A dump truck works near the Syncrude oil sands extraction facility near the city of Fort McMurray, Alta.JASON FRANSON/The Canadian Press
What is the social cost of rising greenhouse gas emissions?
In 2020, it was thought that every tonne of CO2 disgorged into the atmosphere took $54 out of the pocket of every Canadian. But last week, federal Environment Minister Steven Guilbeault, attending the Net Zero Leadership Summit, said new government data suggest that number was actually much greater in 2020. Try $247 per tonne of CO2 – or five times higher than the original estimate. This year, it’s estimated to be $261 per tonne, and expected to rise to $294 by 2030.
The social cost of carbon is not a new metric. It’s been around for a while and is a widely accepted tool for measuring the societal costs of rising greenhouse gas emissions in the form of fires, floods and an array of other consequences linked to rising temperatures. If nothing else, it drives home the fact that not addressing climate change is more expensive than we likely ever imagined.
You would hope that the updated information would drive a serious discussion in Canada. Get the attention of our political leaders and prompt some of the climate dawdlers into action. But that would be asking too much. Saskatchewan Premier Scott Moe’s reaction was to use the new information Mr. Guilbeault shared on Twitter to try and score cheap political points. “Is this not just a 5X higher carbon tax?” Mr. Moe tweeted out.
Yes, get the citizenry all riled up over a potential hike to the carbon tax that the Environment Minister wasn’t suggesting at all. The Premier could have easily done some back-channel investigating to assure himself that Mr. Guilbeault wasn’t talking about raising the carbon tax. But he decided it was better to throw a grenade out there and maybe have a good chuckle about it afterward.
If you’re a Canadian who cares about the state of the planet and the efforts being made by this country to do something about it, you have to be incredibly depressed right now. We are an embarrassing laggard when it comes to meeting the critical climate challenge we face. And, in part, it’s because of political leaders (like Mr. Moe) who haven’t shown any real interest in the subject.
New research from Carleton University, the CBC noted in February, indicates that heavy oil facilities in Mr. Moe’s province are releasing four times the amount of methane gas as they report to the government. Four times. Methane is considered by many experts to be 25 times more potent a greenhouse gas than carbon dioxide.

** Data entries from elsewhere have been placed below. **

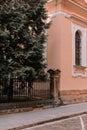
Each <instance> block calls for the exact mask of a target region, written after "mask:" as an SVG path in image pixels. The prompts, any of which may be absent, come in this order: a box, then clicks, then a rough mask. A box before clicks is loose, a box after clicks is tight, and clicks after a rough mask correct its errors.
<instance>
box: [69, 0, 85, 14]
mask: <svg viewBox="0 0 87 130" xmlns="http://www.w3.org/2000/svg"><path fill="white" fill-rule="evenodd" d="M68 1H69V2H70V3H72V4H73V5H75V6H77V7H79V8H81V9H83V10H85V11H87V8H86V7H84V6H82V5H81V4H80V3H76V2H75V1H73V0H68Z"/></svg>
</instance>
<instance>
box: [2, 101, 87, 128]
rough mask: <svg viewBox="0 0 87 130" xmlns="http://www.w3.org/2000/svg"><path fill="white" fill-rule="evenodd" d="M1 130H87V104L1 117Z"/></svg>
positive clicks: (66, 105) (68, 106)
mask: <svg viewBox="0 0 87 130" xmlns="http://www.w3.org/2000/svg"><path fill="white" fill-rule="evenodd" d="M47 122H49V123H47ZM0 130H87V102H85V103H79V104H72V105H65V106H60V107H54V108H48V109H41V110H40V109H39V110H34V111H30V112H20V113H13V114H4V115H0Z"/></svg>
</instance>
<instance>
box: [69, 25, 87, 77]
mask: <svg viewBox="0 0 87 130" xmlns="http://www.w3.org/2000/svg"><path fill="white" fill-rule="evenodd" d="M77 30H80V31H81V48H82V50H81V66H82V69H81V67H80V70H79V69H77V68H78V67H76V65H75V33H76V31H77ZM86 66H87V65H86V28H84V27H82V26H80V25H77V24H75V23H72V75H73V76H82V77H86Z"/></svg>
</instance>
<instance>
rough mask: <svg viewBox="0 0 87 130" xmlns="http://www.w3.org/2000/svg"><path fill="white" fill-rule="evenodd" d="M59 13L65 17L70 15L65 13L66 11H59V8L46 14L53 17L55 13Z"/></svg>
mask: <svg viewBox="0 0 87 130" xmlns="http://www.w3.org/2000/svg"><path fill="white" fill-rule="evenodd" d="M60 14H63V15H64V16H67V17H70V16H71V15H70V14H69V13H66V12H64V11H61V10H59V11H54V12H50V13H49V14H48V16H49V17H51V18H53V17H55V16H57V15H60Z"/></svg>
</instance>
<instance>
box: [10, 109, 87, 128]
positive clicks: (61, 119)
mask: <svg viewBox="0 0 87 130" xmlns="http://www.w3.org/2000/svg"><path fill="white" fill-rule="evenodd" d="M83 114H87V112H80V113H75V114H69V115H65V116H61V117H58V118H53V119H47V120H43V121H38V122H37V123H32V124H29V125H23V126H19V127H15V128H11V129H8V130H22V129H26V128H31V127H34V126H38V125H42V124H45V123H51V122H55V121H59V120H63V119H67V118H71V117H75V116H79V115H83Z"/></svg>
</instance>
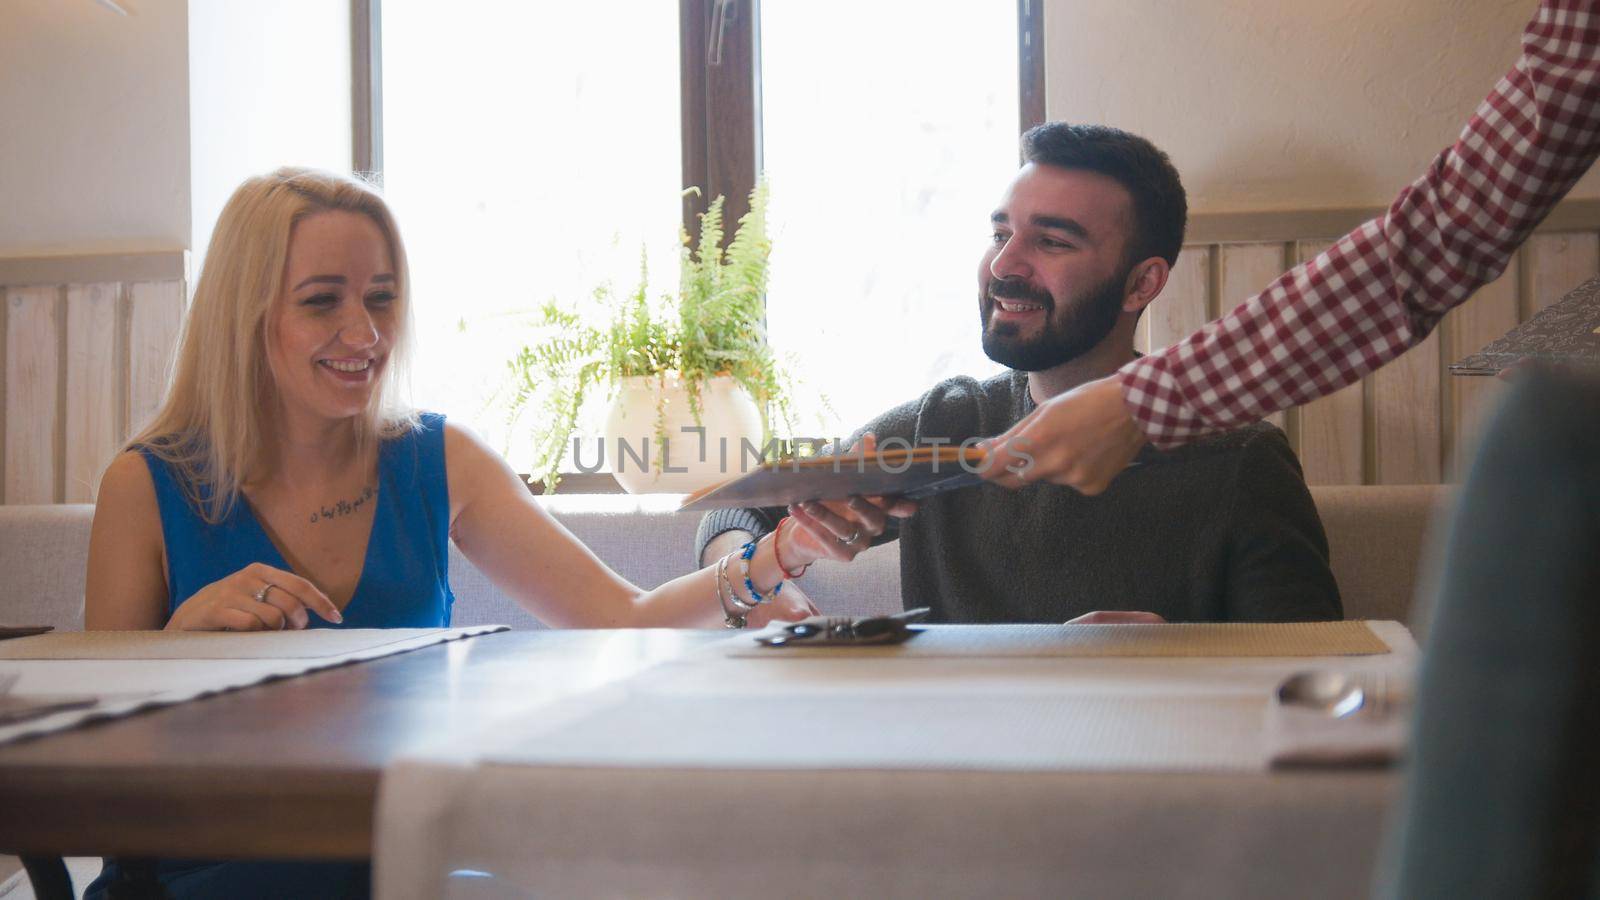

Meantime, next door in Alberta, the United Conservative Party government recently released its own emissions plan based on the notion that it is best placed to introduce policies to cut greenhouse gases – not Ottawa.
And what a plan it is. Its final goal is to create a carbon-neutral economy by 2050. But as my colleague Carrie Tait brilliantly summarized in her report on the blueprint, it “depends on technology that is not yet viable, regulations that do not yet exist and interim targets that have not yet been set.” In other words, it’s a joke. But then, so is the federal government’s pledge to reduce emissions in Canada to net zero by 2050, and cut greenhouse gases by 40 to 45 per cent from 2005 levels by 2030. No one is being honest here.
Emissions from oil and gas production account for 28 per cent of Canada’s total – the single largest contributor to the country’s overall output, and it’s still growing. There is no way we are going to meet our net zero ambitions as long as we have a thriving oil and gas sector. In 2021, the oil sands recorded their highest greenhouse gas emissions ever. Mazel tov!
Meantime, federal Conservative Party Leader Pierre Poilievre is talking about scrapping the carbon tax and building more pipelines.
Mr. Guilbeault recently released the 2023 National Inventory Report on greenhouse gas emissions in Canada. To meet our 2030 milestone, we’d have to reduce emissions by 231 million tonnes. That is an absolutely mountainous hill to climb in seven short years, with no real way to get there as long as our oil and gas sector is pumping out CO2 at the rate it is.
A couple of years ago, the Commissioner of the Environment and Sustainable Development, Jerry DeMarco, noted that the country (and successive federal governments) had failed to produce any meaningful reductions in CO2 emissions in 30 years. It’s now clear the political leadership in Canada isn’t serious enough to meet the climate challenge before us. Much like Canada’s spending commitment to NATO that likely won’t ever be met, neither will the promise we made to the world to clean up our act.
The uncomfortable truth is this: Canada doesn’t care enough to make the sacrifices we need to, in the name of saving our planet.